Two risk models were compared in NPHS-II and EAS: a Cox model derived using Framingham variables, and the same model with the addition of CRP. Individuals were first divided into one-fifths of predicted risk and observed event rates were compared with those expected. The global fit of the model was improved by the addition of CRP when assessed by the AIC and the BIC, which in NPHS and EAS were 2368.6 and 2397.6 for Framingham variables, respectively, and 2355.8 and 2390.5 for Framingham variables plus CRP, respectively (P < 0.001). However, because statistically significant improvements in model fit do not necessarily correspond to large absolute differences, we calculated the ratio of predicted to observed event-rates in each one-fifth of risk in the two models generated from both studies (Figure 1).

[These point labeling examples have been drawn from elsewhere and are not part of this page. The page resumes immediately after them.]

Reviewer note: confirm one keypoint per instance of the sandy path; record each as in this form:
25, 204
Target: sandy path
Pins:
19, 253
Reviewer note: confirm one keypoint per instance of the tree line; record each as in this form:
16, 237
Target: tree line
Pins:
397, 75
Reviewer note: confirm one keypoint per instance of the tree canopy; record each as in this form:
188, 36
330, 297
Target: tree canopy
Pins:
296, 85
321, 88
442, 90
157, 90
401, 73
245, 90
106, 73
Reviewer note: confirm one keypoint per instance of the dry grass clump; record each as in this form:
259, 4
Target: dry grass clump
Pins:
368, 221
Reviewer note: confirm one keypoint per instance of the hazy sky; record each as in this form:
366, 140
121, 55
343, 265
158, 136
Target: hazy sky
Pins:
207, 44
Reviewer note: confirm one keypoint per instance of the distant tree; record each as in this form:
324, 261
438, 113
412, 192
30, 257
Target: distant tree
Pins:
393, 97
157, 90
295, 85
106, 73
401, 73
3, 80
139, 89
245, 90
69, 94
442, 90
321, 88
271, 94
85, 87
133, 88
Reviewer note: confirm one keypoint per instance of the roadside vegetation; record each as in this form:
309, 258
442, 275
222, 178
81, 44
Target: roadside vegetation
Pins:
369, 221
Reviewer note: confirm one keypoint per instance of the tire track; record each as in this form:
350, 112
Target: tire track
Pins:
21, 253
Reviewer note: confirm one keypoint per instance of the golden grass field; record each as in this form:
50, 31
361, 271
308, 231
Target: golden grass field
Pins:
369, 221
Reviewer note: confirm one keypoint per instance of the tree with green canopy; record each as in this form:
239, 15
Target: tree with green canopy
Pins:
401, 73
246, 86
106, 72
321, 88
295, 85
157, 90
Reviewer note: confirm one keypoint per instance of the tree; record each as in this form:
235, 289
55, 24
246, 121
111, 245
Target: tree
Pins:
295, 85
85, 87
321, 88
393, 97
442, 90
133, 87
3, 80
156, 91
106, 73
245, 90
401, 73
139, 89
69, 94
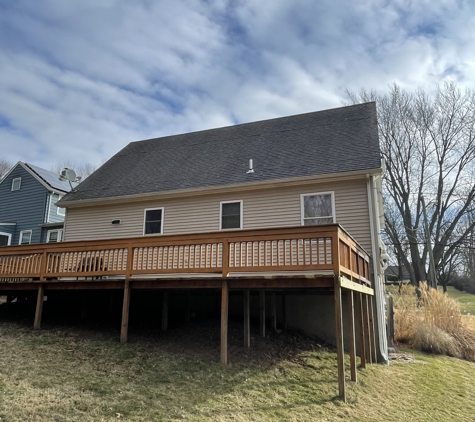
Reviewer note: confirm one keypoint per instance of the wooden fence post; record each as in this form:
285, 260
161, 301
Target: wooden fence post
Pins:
247, 319
339, 341
224, 321
351, 333
125, 313
39, 306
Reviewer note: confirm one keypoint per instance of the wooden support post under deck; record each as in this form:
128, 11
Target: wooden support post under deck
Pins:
247, 319
224, 322
367, 331
361, 331
284, 311
273, 312
84, 305
262, 313
340, 342
165, 310
125, 313
39, 306
374, 356
188, 306
351, 333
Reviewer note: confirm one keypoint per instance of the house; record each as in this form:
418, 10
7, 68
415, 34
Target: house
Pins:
28, 211
283, 214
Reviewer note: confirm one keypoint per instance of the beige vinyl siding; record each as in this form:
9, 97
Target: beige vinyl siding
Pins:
275, 207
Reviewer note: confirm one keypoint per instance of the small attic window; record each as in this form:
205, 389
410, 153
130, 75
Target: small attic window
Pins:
16, 183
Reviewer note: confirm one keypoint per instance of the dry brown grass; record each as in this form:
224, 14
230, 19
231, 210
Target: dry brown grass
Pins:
433, 323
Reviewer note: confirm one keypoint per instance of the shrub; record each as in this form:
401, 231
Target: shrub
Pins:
433, 322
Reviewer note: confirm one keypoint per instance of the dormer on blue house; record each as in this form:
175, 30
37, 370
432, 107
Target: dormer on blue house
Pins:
28, 212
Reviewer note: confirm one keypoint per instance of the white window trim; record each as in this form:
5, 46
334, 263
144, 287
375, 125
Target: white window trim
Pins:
302, 211
240, 212
9, 242
161, 225
22, 234
60, 235
60, 211
16, 179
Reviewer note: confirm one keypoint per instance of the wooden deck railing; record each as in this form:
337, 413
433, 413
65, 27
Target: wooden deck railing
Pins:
329, 249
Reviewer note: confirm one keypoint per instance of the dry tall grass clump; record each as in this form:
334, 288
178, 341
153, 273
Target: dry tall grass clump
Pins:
433, 322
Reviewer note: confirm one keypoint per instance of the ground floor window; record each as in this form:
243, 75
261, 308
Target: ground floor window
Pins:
318, 208
25, 237
54, 236
153, 221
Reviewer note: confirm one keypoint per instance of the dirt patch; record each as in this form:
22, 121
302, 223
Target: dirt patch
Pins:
403, 358
201, 339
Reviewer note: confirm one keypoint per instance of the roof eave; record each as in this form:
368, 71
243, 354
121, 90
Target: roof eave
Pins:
220, 189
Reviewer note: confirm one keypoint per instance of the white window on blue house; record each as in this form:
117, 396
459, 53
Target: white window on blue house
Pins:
16, 183
54, 236
25, 237
153, 221
318, 208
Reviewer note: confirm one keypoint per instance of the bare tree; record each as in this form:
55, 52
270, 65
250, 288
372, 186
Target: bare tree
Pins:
428, 143
5, 166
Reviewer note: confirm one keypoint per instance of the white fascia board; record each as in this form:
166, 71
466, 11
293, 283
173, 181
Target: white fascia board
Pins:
268, 184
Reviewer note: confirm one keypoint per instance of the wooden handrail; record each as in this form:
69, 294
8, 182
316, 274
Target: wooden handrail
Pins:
303, 248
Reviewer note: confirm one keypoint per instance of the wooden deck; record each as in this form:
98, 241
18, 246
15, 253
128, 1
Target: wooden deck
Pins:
308, 257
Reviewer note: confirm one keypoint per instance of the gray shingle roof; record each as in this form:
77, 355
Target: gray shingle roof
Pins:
324, 142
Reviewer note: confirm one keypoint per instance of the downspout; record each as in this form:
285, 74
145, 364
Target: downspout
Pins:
381, 339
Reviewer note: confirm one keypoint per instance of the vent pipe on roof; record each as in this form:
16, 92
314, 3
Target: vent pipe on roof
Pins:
251, 167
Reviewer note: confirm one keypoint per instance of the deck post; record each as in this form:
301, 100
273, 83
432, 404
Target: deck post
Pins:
39, 306
361, 332
372, 331
340, 341
188, 306
351, 333
284, 311
165, 310
273, 312
224, 321
125, 312
262, 312
367, 331
84, 305
247, 319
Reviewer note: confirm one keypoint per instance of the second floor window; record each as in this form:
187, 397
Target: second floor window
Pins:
16, 183
153, 221
54, 236
231, 215
318, 208
25, 237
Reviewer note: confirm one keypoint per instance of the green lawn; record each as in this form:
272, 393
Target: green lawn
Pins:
72, 374
467, 300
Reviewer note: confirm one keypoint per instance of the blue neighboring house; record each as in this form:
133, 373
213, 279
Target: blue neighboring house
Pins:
28, 212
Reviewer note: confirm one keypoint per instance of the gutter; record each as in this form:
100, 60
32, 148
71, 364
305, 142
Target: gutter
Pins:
269, 184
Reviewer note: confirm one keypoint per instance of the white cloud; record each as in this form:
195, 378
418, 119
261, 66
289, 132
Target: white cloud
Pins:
79, 80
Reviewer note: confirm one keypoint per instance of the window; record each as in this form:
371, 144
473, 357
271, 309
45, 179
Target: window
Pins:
54, 236
16, 183
5, 239
153, 221
55, 198
25, 237
318, 208
231, 215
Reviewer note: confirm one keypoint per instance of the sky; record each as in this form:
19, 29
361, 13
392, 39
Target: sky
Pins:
79, 80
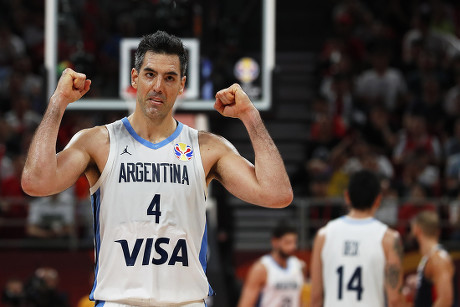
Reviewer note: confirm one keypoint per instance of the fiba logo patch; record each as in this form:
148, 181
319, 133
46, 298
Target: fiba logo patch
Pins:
183, 151
246, 70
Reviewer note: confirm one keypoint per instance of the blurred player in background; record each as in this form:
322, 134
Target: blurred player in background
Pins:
276, 279
357, 259
436, 282
149, 175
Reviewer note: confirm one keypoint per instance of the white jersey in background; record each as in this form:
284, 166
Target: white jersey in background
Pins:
150, 220
284, 285
353, 263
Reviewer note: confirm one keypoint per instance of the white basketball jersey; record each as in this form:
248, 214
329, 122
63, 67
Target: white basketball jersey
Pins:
353, 263
149, 209
284, 285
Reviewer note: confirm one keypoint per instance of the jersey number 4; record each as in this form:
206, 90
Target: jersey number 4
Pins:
154, 208
354, 284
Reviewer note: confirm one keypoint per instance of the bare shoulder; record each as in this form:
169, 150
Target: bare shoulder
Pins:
212, 148
321, 234
390, 237
90, 138
212, 142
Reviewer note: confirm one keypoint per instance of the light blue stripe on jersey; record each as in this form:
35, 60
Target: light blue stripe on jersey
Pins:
354, 221
144, 142
203, 252
96, 204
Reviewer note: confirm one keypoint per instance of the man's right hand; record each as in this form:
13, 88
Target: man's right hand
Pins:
71, 87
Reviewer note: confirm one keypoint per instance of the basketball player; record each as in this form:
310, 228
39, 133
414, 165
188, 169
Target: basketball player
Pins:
356, 257
276, 280
148, 177
436, 271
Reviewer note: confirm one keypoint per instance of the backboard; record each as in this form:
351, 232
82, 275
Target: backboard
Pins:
228, 41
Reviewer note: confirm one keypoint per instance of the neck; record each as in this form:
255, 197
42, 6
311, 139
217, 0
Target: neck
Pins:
427, 244
280, 260
154, 131
359, 214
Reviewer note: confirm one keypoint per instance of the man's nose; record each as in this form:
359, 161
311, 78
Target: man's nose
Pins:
158, 84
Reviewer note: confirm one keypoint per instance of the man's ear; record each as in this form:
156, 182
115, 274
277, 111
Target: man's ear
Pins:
377, 202
181, 91
134, 76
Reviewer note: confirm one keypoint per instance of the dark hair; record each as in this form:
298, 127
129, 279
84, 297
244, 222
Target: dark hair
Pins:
282, 229
162, 43
363, 189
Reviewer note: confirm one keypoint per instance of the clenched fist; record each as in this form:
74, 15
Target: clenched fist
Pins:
233, 102
71, 87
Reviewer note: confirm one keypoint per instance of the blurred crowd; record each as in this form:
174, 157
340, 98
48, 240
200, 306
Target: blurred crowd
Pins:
388, 99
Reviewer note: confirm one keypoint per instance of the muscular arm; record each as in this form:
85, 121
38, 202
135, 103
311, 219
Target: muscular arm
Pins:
317, 291
442, 274
393, 249
265, 183
45, 172
253, 285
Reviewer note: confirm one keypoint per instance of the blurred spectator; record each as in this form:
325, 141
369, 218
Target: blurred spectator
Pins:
452, 165
388, 210
379, 131
417, 169
381, 84
11, 45
13, 202
362, 156
325, 131
22, 117
337, 90
415, 137
416, 202
444, 45
427, 66
430, 105
42, 289
452, 99
13, 294
52, 216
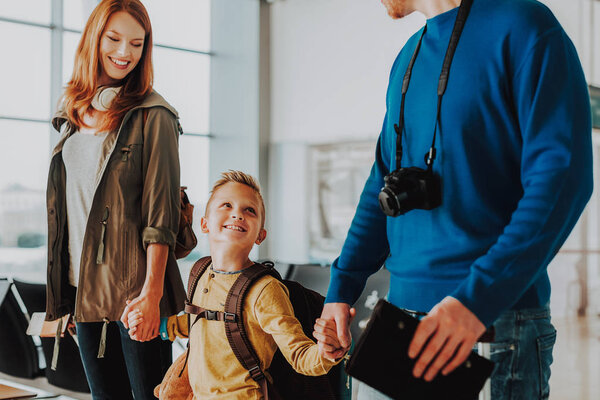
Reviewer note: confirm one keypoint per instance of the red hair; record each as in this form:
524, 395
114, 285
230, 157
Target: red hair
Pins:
83, 84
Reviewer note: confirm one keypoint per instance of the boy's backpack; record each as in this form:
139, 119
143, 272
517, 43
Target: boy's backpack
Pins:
186, 238
308, 304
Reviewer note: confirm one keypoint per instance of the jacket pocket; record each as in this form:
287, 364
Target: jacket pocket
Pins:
129, 260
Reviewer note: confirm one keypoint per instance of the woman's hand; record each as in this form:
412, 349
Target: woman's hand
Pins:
148, 302
148, 306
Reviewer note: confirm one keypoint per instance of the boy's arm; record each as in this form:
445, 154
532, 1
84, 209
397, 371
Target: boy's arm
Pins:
275, 314
174, 326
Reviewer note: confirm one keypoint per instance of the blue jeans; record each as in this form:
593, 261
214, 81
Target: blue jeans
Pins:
522, 351
129, 369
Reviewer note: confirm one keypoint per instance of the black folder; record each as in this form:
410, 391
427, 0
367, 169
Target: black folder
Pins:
381, 361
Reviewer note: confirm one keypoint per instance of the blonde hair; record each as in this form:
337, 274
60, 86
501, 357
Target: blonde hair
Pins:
80, 90
232, 176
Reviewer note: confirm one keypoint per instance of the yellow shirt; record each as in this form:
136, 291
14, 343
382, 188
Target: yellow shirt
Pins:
214, 371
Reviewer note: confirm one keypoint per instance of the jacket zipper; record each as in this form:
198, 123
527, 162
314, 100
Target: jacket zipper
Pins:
125, 153
100, 255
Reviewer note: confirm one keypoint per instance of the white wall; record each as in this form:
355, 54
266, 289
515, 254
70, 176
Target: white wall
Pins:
330, 61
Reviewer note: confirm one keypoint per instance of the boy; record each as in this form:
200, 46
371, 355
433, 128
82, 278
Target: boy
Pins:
234, 222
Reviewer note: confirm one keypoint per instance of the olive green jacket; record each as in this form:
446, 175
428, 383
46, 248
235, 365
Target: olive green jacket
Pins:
136, 202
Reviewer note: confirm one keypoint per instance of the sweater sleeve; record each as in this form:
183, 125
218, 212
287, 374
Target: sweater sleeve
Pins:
552, 108
275, 314
366, 247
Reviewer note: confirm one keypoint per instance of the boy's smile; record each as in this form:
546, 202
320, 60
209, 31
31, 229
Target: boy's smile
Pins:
234, 218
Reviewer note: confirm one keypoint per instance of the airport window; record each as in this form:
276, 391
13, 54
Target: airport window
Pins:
40, 38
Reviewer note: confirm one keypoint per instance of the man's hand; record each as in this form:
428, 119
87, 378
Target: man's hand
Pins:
342, 314
450, 331
326, 335
148, 327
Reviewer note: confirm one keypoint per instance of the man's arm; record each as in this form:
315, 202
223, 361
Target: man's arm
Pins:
552, 106
364, 252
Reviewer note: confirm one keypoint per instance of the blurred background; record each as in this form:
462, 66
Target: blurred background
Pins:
291, 91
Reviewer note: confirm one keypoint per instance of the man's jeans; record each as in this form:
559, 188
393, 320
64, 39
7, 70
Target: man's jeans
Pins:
129, 368
522, 351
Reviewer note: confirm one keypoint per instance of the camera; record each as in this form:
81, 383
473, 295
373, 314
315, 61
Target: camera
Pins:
409, 188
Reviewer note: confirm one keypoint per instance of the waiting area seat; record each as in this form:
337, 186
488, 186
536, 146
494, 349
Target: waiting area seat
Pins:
18, 353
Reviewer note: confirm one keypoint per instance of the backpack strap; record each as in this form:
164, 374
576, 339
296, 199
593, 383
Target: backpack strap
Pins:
195, 273
234, 327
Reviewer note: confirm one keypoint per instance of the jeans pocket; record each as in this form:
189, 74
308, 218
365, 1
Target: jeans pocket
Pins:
545, 344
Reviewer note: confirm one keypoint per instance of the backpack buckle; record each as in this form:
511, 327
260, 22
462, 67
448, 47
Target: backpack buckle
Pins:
210, 315
256, 373
230, 317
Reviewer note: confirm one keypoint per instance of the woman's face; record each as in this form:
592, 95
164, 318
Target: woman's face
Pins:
121, 47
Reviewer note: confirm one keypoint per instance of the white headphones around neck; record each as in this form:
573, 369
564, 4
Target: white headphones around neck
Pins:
104, 97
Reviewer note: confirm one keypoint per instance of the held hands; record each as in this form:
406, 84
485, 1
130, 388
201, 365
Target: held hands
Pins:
332, 330
142, 317
444, 338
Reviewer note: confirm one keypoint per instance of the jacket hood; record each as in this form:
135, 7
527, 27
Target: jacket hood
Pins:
152, 100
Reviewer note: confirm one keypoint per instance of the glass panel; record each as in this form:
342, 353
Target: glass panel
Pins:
76, 13
70, 42
27, 10
24, 150
193, 157
25, 78
184, 23
183, 79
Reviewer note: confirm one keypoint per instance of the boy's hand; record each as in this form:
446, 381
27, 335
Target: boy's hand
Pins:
326, 335
134, 318
341, 314
148, 328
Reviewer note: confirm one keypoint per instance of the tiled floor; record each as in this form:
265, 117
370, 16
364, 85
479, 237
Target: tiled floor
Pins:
576, 367
575, 371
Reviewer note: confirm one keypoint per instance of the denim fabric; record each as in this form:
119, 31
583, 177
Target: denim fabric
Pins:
522, 352
129, 369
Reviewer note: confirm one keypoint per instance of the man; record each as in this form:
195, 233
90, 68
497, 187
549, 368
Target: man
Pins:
515, 162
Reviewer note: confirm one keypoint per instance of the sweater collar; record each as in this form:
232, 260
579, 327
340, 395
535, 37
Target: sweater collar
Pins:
441, 25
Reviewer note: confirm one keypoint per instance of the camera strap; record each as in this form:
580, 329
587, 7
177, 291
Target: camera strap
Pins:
461, 18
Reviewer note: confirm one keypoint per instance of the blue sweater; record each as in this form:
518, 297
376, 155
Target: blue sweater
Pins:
514, 155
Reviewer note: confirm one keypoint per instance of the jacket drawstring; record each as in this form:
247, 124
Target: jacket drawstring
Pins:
100, 256
56, 345
102, 347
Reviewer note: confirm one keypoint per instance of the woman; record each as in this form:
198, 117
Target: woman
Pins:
113, 205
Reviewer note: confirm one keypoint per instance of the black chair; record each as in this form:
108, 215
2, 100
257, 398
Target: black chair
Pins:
69, 372
18, 353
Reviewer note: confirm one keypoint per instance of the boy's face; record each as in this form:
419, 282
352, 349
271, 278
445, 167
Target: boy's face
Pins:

This indicated that the magnitude of improvement in calibration conferred by adding CRP to the Framingham model was small and this was consistent with the Hosmer–Lemeshow P-value which indicated that in NPHS-II and EAS studies, models using Framingham variables alone and Framingham variables plus CRP were both well calibrated. In NPHS-II study the Hosmer–Lemeshow P-values were 0.82 for Framingham without CRP and 0.90 including CRP, and in the EAS cohort, the P-values were 0.65 for Framingham without CRP and 0.65 including CRP.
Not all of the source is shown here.